Köy düğünleri daima neşelidir. Müzik, dans ve sabahlara kadar süren eğlenceyi gencinden yaşlısına herkes sever. Bu düğünlerin tatsız yanları da vardır tabi, buna değineceğim. Ayışığının aydınlattığı bir köydü bizimkisi. Hayatta kalmak için yaşıyorduk sadece; karnımızı doyuracak kadar ekiyorduk, fazlasına gerek yoktu. Tek bir sokak lambası dahi yoktu köyde, sadece ayışığı aydınlatıyordu. Hiçbir şehir ışığına değişmem geceleri parlayan ayışığı ve yıldızların aydınlığını. Yerel inanışımıza göre bizden biriydi o yıldızlar şimdilerde aramızda olmayan, yolumuzu kaybettiğimizde rehberlik yapan genç, yaşlı bilgeler. Ölümle yüzleşen, hayatın en sert hakikatini tadan insanlar en okumuştan daha bilgiliydi bize göre.
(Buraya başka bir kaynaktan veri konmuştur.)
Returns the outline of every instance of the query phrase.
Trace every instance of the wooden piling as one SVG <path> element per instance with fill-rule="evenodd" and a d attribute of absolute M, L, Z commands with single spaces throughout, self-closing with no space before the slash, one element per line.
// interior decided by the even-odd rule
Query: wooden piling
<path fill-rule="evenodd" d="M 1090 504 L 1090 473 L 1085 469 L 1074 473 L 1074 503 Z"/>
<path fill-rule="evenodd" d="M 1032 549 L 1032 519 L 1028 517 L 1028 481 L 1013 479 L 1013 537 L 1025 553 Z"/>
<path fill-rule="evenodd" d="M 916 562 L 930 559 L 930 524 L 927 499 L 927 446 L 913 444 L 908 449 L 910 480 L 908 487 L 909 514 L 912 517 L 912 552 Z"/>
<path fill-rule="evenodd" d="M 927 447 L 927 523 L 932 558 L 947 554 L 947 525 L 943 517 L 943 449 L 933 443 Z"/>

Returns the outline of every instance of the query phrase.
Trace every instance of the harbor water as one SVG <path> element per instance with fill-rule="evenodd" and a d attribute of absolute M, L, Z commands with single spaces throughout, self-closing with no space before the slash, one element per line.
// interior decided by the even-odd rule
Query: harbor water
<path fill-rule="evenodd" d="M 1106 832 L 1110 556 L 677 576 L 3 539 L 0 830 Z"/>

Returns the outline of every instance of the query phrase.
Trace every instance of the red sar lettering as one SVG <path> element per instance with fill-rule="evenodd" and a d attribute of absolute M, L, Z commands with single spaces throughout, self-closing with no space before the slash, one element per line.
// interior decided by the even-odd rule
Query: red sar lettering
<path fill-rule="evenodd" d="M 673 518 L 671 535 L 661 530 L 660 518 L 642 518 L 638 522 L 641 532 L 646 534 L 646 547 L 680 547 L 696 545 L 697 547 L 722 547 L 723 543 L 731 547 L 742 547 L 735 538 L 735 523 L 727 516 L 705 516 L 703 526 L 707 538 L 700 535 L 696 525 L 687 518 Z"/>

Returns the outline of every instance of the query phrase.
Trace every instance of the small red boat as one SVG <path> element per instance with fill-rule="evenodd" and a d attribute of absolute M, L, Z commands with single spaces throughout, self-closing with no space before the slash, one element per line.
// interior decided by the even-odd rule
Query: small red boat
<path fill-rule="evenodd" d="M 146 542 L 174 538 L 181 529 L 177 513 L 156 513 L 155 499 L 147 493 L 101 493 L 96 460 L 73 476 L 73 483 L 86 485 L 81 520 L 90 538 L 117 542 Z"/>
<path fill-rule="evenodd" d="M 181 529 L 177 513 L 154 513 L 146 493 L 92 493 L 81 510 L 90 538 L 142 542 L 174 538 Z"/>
Düğünlerden bahsetmiştim, yazları olur genelde. Ilık esen rüzgar saçlarımızı, birbiri etrafında dönen genç kızlar eteklerini uçururdu. Her şey çok güzeldi, ta ki birileri bu güzelliğin ortasına çomağı sokuncaya dek. Belde yönetimi kıskanmıştı ayışığımızı, koca bir direk dikti köyün ortasına, düğün alanının elli metre uzağına. Bir sokak lambası… Başta karşı çıkıp devirmeye kalktık, demir yumruk iniverdi tepemize. Kravatlı adamlardan gelen emirlere karşı çıkacak kadar güçlü değildik. Düğün vardı o gece, bir sonraki düğünse benimkiydi. Adet gereği ortaya aldılar bizi, güzel bir dans ettik nişanlımla, hayran kaldı herkes. Daha sonra şarap fıçıları geldi ve eğlence hiç bitmeyecekmiş gibi sürdü gece boyunca. Ana babalarından gizli şarap aşıran çocuklar, sarhoşluklarını sokak lambasına işeyerek yaşadı. Gençler ise dans ederek, yaşlılar alkışlayarak. Demir yumruk dedim ya, indi bir kere tepemize ve gösterdi lanet yüzünü. Yıllardır olmadık bir şey nüksetti, iki genç birbirine girdi. Soluğu sokak lambasının altında aldılar. Bir yumruk, iki yumruk, üç yumruk derken yere düştü cılız olan. İri kıyım dostumuz rakibini nakavt etmekte kararlıydı. Alışık olduğum bir şey değildi kavga, elim ayağım titredi, kısık bir sesle yapmayın deyiverdim sadece, dinletemedim. Ağzı yüzü toprakla kaplanan cılız, cebinden bir bıçak çıkardı. Köşede duran kalası alıp, vurmak istedim vazgeçsin diye, yapamadım, titredim sadece. Müzik ve dans devam ederken iri kıyım dostum kanlar içinde yere yığıldı. Cılız olan var gücüyle kaçtı, peşine takılanın kim olduğunu gördüğümdeyse bir şeylerin ters gittiğini ve bir daha asla düzelmeyeceğini anladım, bir daha asla…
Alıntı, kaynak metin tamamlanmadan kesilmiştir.